L’analyste épingle une série de conditions pour des avancées européennes plus nettes. Notamment celle de ne laisser personne derrière : "Il ne faut pas qu’il y ait des territoires et des couches de populations délaissées. Pour schématiser simplement : les riches polluent plus que les citoyens européens défavorisés. Il faudrait que les riches paient plus pour cette pollution et qu’il y ait d’une façon ou d’une autre des transferts vers les citoyens défavorisés."

Il relève aussi la nécessité de transformer l’emploi, convertir par exemple des emplois miniers en emplois de maintenance d’éoliennes.

Sortir de son pré carré

Marc-Antoine Eyl-Mazzega relève qu’il faut apprendre à se coordonner entre Etats européens.

Le défi est immense mais chacun l’aborde généralement en vase clos, explique-t-il, en prenant des décisions unilatérales de choix énergétiques sans concerter ses voisins ou en développant dans son pré carré des projets qui pourraient être étendus.

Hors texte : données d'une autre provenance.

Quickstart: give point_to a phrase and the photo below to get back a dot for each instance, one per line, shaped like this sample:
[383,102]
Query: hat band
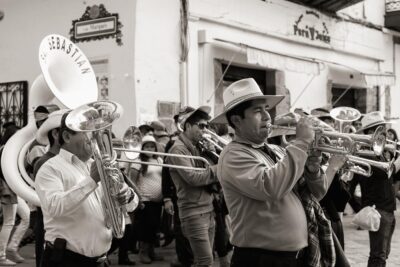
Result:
[241,99]
[374,124]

"On peut citer l’exemple des grands plans hydrogène esquissés en ce moment : il aurait fallu en discuter en amont. Il y a des risques de doublons. Or cette transition va être très très chère, il faut essayer de réduire tous les coûts autant que possible en travaillant ensemble."

A cet égard, la décision unilatérale de l’Allemagne d’opter pour un approvisionnement direct de gaz russe, via la construction des nouveaux gazoducs Nord Stream est compréhensible d’un point de vue énergétique, dit-il. Mais d’un point de vue géopolitique, elle pourrait affecter cette unité européenne pourtant indispensable si l’Union veut atteindre ses objectifs climatiques.

"Vu du Kremlin, ce projet de gazoducs a permis de créer une faille très profonde entre Etats de l’Union, entre la Pologne et l’Allemagne. Pour la Russie, c’est un gain géopolitique, son motto c’est 'diviser pour mieux régner'. Plus elle éclate l’unité de l’UE, mieux elle se porte parce qu’elle peut avancer de manière bilatérale, développer des relations avec des états très choisis, pour faire avancer ses intérêts."

Tout bénéfice pour le Kremlin, moins pour l’Union européenne et ses ambitions climatiques.